Discordant 26Al/10Be ratios as an indicator of bedrock plucking: case studies from northern Australia
Dr Toshiyuki Fujioka1, Dr Jan-Hendrik May2, Dr David Fink3, E. Prof Gerald Nanson4
1CENIEH, Burgos, Spain, 2University of Melbourne, Melbourne, Australia, 3ANSTO, Sydney, Australia, 4University of Wollongong, Wollongong, Australia
With the number of multi cosmogenic nuclide data from detrital samples increased, it becomes apparent that discordant ²⁶Al/¹⁰Be ratios are not exception but common. Traditionally, depressed ²⁶Al/¹⁰Be ratios, below the nominal production ratio of 6.8, have been interpreted as prior burial.

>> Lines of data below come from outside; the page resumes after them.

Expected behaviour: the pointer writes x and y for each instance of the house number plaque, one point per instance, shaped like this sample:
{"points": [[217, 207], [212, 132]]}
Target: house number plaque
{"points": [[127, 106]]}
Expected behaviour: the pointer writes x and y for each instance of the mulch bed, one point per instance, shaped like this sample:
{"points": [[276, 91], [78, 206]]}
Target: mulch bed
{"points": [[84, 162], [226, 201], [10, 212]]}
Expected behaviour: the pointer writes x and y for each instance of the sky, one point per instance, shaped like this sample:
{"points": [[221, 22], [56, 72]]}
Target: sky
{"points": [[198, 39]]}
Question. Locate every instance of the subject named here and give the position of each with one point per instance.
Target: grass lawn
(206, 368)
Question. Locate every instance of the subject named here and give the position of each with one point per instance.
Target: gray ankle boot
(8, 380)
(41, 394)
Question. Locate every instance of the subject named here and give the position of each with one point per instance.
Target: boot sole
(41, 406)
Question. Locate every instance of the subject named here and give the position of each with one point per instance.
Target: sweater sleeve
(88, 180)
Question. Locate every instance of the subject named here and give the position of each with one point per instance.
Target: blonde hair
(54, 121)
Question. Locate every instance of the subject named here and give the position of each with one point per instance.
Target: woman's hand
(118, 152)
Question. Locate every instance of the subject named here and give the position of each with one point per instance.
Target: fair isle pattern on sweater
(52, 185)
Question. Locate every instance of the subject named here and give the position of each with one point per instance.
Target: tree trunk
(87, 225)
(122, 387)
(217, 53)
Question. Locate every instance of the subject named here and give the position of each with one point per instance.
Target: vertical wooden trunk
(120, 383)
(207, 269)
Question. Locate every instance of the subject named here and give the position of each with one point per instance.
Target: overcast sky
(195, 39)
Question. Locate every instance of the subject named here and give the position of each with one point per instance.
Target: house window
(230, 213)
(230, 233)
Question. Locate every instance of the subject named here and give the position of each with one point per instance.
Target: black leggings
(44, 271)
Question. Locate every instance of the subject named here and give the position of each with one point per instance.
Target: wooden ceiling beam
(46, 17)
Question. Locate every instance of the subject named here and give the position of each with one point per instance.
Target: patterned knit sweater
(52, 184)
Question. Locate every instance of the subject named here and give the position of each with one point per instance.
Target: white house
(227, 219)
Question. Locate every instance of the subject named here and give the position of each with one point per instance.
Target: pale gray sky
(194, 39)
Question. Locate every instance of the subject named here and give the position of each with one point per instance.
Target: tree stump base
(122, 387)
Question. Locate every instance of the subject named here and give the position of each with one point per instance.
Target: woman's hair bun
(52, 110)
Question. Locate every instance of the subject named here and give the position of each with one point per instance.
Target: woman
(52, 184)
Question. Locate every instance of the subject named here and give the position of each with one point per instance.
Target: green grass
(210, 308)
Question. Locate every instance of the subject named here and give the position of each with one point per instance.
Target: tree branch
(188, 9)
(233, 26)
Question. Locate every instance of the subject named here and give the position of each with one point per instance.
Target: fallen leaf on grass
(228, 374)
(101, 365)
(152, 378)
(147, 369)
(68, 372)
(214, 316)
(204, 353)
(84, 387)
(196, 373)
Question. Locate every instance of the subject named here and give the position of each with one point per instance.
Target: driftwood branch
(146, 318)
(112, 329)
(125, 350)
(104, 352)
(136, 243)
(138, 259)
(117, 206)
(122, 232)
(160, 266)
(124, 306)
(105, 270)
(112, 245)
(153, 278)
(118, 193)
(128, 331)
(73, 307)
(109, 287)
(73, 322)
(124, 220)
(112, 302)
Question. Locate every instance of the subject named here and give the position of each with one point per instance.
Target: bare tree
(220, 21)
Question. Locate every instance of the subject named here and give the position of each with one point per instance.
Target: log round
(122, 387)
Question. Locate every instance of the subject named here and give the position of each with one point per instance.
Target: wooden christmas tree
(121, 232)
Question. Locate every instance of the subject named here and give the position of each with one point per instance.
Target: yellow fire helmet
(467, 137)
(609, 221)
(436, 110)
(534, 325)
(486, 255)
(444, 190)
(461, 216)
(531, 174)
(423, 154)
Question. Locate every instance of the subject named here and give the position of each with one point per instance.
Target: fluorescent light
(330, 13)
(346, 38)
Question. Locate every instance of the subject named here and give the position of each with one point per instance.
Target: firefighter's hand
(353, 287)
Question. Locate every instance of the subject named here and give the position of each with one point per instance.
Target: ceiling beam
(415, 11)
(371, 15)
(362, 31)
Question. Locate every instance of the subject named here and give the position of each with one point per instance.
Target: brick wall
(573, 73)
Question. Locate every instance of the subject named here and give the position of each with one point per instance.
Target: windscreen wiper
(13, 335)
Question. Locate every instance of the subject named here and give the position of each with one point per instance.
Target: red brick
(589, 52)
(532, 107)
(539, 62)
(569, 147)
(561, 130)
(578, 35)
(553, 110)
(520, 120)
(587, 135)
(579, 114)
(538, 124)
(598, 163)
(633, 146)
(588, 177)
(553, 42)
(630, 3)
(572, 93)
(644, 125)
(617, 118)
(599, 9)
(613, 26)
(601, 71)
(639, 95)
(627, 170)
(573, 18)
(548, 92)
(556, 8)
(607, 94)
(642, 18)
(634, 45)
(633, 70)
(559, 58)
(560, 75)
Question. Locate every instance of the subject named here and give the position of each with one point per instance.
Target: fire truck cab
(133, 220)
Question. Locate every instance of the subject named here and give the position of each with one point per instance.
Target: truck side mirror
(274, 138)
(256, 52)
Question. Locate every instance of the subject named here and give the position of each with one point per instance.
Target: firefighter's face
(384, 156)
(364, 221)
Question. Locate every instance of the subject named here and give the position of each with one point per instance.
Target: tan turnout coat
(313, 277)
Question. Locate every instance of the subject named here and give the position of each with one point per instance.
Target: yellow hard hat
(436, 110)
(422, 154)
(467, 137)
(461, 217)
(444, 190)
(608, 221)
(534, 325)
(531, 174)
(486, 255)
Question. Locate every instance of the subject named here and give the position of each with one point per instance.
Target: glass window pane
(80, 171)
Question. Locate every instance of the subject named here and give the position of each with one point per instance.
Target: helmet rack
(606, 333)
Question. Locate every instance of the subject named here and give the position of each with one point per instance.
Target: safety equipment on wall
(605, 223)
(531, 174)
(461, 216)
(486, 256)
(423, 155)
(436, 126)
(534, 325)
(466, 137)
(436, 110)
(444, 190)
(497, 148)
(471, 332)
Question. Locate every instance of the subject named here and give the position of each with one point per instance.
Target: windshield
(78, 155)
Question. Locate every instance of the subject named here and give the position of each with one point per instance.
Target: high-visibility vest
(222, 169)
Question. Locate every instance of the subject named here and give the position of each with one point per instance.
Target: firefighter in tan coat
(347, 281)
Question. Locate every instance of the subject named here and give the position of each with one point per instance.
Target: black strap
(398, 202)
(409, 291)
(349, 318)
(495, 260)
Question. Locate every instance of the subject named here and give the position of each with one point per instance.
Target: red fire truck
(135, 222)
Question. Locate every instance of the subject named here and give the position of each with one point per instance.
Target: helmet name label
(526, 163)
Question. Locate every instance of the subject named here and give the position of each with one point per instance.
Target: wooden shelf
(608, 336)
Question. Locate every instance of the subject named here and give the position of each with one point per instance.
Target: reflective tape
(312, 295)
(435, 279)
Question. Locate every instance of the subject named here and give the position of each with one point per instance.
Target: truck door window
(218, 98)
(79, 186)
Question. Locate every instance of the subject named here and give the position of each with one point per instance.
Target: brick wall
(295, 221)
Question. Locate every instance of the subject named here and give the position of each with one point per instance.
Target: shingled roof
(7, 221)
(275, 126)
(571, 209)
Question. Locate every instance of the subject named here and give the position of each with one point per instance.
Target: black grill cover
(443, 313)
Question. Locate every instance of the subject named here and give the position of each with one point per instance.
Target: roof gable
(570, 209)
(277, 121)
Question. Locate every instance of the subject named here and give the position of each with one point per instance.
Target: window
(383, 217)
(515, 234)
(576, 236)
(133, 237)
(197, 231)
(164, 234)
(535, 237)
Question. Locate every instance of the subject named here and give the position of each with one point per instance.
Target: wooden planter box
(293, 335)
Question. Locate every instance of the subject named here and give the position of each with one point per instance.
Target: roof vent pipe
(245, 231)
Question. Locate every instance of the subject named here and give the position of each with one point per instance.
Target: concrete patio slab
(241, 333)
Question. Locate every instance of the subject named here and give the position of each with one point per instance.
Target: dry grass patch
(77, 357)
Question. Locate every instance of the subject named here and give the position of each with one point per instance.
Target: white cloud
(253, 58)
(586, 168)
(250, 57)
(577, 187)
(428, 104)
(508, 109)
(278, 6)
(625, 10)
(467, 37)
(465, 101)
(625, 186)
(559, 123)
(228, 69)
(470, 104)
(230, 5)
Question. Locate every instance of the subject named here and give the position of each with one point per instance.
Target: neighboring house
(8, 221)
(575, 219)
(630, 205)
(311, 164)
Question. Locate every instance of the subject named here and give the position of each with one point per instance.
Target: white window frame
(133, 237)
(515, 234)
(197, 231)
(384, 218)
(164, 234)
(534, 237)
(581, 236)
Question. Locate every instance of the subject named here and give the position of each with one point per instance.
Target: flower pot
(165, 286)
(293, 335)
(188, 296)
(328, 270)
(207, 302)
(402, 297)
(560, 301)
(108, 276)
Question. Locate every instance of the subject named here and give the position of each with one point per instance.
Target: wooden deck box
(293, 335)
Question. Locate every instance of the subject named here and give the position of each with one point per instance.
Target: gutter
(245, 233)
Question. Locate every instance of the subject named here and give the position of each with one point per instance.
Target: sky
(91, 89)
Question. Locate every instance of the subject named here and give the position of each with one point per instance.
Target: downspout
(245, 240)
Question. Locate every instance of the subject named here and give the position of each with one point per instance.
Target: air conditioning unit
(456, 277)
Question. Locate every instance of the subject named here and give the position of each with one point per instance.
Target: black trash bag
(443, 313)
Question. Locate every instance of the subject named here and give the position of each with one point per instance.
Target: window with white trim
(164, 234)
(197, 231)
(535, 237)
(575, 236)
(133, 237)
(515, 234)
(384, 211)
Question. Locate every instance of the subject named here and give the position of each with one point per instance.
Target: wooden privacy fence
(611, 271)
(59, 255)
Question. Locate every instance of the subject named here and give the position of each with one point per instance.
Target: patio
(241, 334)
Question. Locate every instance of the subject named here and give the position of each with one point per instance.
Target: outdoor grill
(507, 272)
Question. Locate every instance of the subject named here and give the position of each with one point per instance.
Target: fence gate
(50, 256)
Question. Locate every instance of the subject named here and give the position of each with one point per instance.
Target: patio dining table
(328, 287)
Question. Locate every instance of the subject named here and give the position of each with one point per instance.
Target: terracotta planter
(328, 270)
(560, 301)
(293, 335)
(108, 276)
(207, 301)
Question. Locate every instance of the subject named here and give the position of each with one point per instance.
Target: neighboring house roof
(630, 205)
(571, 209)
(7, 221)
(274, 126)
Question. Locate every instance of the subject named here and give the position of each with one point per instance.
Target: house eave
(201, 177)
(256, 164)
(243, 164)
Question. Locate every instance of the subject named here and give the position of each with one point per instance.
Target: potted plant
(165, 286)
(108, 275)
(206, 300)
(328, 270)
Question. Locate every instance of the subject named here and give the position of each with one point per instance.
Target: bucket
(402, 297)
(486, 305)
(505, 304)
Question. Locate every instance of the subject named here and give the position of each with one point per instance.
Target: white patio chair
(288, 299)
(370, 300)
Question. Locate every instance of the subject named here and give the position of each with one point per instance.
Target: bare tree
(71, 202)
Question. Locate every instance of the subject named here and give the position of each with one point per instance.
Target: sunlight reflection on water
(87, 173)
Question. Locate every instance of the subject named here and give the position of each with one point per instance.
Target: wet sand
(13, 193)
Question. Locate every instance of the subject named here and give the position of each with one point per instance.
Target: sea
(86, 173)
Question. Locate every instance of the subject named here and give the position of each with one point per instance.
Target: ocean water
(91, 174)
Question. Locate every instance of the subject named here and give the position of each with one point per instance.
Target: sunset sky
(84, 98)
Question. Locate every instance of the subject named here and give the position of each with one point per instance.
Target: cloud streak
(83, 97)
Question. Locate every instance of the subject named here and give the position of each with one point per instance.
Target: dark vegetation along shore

However, in northern Australia, such scenario is highly unlikely as the region is subject to intensive annual floods and therefore river channels normally lack long-term sediment storage. Another possible interpretation for lower ²⁶Al/¹⁰Be ratios is non-steady state erosion, such as stochastic bedrock plucking. Such interpretation has an important implication to the sediment source and production mechanism, and therefore to the basin-wide erosion rate approach that assumes a steady-state erosion at sediment source. In this study, we measured ¹⁰Be and ²⁶Al concentrations from three different waterfall sites in northern Australia with contrasting lithological and physical characteristics, in an attempt to capture depleted ²⁶Al/¹⁰Be ratios. Our results indicate that ²⁶Al/¹⁰Be ratios from two sandstone-dominated sites show consistently lower values (4.3-6.1), consistent with non-steady erosion interpretation, whereas data from a quartzite-dominated site (5.9-6.9) are indistinguishable from steady-state interpretation. Detrital samples collected downstream at each site indicate the similar trend as respective bedrock sites, implying that sediments are largely derived from the waterfall bedrock surfaces. In this paper, we discuss the results in the context of lithological difference and physical erosion mechanism between the sites.
Dr Fujioka has expertise in development and application of cosmogenic nuclide dating. He completed his PhD in ANU, Canberra, Australia in 2007. He then worked at ANSTO as a research scientist for 10 years. In 2020, he moved to CENIEH, Burgos, Spain to establish a new cosmogenic dating laboratory.